Les outsiders et les autres. Viennent ensuite le lycée du Parc, à Lyon, et Condorcet, à Paris, qui effectuent l’un et l’autre de belles remontées. Ils étaient respectivement septième et onzième à la rentrée 2006. Ils placent chacun quelques élèves dans chaque école de notre sélection. Au lycée Condorcet, 10 des 26 intégrés entrent à Supélec. Au total, 28 lycées ont des résultats supérieurs à la moyenne nationale, qui n’a pourtant jamais été aussi élevée, s’établissant à 13,2 %. Ils étaient 24 l’année dernière. Les lycées Champollion, à Grenoble, Marcelin-Berthelot, à Saint-Maur-des-Fossés, Victor-Grignard, à Cherbourg, Pothier, à Orléans, Montaigne, à Bordeaux, Jean-Baptiste-Corot à Savigny-sur-Orge, Victor-Hugo, à Besançon, et La Martinière-Monplaisir, à Lyon, font leur entrée dans ce groupe. Certains affichent des progressions spectaculaires de plus de 20 places. Mention spéciale au lycée Chateaubriand, de Rennes, qui grimpe de la vingt-troisième à la neuvième place, avec 27,6 %.

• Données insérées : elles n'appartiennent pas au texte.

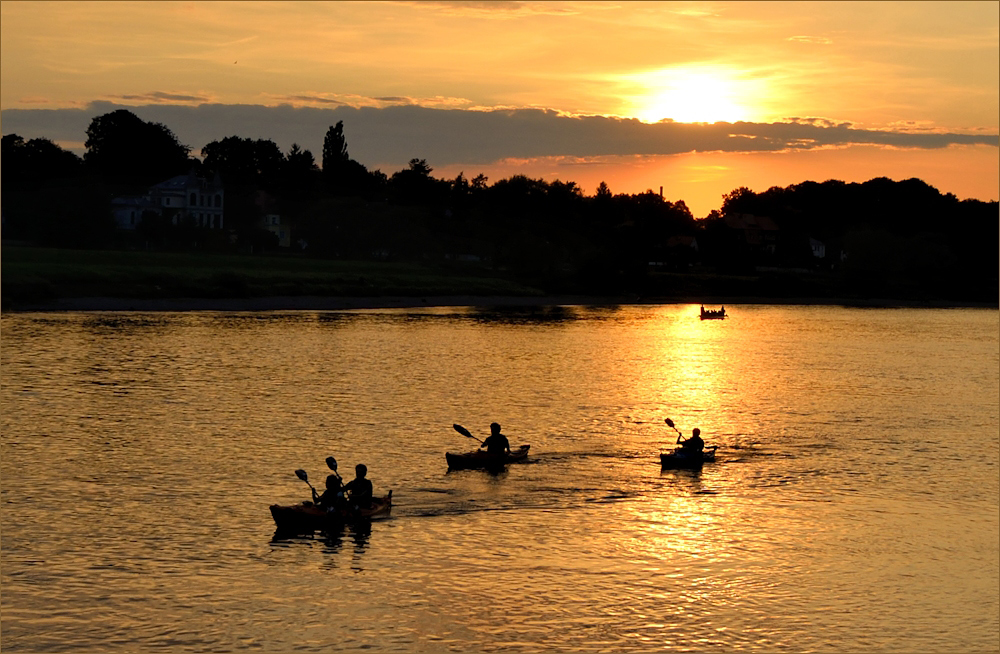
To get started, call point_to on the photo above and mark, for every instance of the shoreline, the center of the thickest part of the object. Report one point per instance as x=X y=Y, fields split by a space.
x=320 y=303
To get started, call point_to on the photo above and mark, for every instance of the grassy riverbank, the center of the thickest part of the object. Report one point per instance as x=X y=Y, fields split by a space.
x=37 y=275
x=60 y=279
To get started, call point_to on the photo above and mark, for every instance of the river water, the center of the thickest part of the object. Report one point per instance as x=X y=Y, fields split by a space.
x=854 y=505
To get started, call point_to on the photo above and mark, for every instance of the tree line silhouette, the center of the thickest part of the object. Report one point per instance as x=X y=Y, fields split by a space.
x=549 y=233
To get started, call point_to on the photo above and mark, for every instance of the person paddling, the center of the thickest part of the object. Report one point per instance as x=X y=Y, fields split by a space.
x=333 y=497
x=691 y=446
x=496 y=444
x=360 y=488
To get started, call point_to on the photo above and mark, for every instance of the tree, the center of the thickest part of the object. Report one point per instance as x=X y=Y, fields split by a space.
x=740 y=200
x=335 y=148
x=414 y=185
x=127 y=150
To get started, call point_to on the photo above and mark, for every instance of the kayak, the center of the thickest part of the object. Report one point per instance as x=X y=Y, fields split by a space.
x=307 y=517
x=678 y=458
x=479 y=459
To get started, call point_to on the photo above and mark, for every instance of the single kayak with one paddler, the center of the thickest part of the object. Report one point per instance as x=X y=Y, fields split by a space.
x=480 y=459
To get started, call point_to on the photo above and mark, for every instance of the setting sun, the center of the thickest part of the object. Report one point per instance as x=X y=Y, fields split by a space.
x=693 y=95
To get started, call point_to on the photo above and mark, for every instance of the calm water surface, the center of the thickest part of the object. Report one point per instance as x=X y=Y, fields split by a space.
x=854 y=505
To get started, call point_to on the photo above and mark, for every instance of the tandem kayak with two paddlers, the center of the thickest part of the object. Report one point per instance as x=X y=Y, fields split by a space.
x=308 y=517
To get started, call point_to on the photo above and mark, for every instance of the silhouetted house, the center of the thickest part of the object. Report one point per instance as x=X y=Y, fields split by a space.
x=190 y=196
x=273 y=224
x=759 y=233
x=179 y=198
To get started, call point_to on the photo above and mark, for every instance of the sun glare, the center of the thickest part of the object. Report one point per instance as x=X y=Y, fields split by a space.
x=693 y=95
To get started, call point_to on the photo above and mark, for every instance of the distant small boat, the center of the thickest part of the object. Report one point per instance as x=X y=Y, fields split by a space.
x=712 y=315
x=678 y=458
x=480 y=459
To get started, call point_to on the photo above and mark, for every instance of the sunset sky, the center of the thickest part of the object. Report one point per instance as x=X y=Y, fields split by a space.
x=698 y=98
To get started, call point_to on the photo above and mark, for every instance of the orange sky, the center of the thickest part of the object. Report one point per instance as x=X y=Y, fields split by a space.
x=914 y=67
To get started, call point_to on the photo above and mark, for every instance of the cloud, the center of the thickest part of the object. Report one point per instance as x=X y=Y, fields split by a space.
x=819 y=40
x=392 y=135
x=162 y=96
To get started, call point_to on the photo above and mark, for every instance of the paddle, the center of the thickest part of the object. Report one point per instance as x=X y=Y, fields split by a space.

À l’inverse, les lycées Kléber, à Strasbourg, Faidherbe, à Lille, Fabert, à Metz, et Chaptal, à Paris, ont obtenu à la rentrée 2007 des résultats inférieurs à la moyenne nationale, contrairement à l’année précédente.
Les vertus de la proximité : la stratégie du lycée Victor-Hugo, à Besançon. Jean-Claude Duverget, proviseur du lycée Victor-Hugo, à Besançon, ne réfute pas le terme de « prépa de proximité ». Bien au contraire. « Pourquoi le rejeter ? Il s’agit avant tout de ne pas encombrer les études avec des questions matérielles. Par exemple, la proximité des parents se révèle déterminante. Pouvoir rentrer chez soi tous les week-ends, voire tous les jours, donne une respiration à nos élèves pour tenir le rythme de la prépa. » Victor-Hugo fait partie des cinq lycées à classes préparatoires scientifiques de la Franche-Comté. Les 330 élèves de maths sup-maths spé sont tous originaires de la région. Parmi eux, un tiers est boursier. « Depuis deux ou trois années, des élèves admis pourtant dans les prépas parisiennes ont préféré venir chez nous ! » s’enorgueillit le proviseur. Seule fausse note : l’autocensure des candidats. « Leur ambition est parfois trop mesurée, juge Jean-Claude Duverget. Nous les encourageons à passer les concours les plus prestigieux en leur montrant qu’ils ont des chances de réussir. » A raison : en MP/MP*, sur 72 candidats, 14 ont obtenu une école de notre sélection. Huit d’entre eux ont ainsi intégré Centrale Lyon.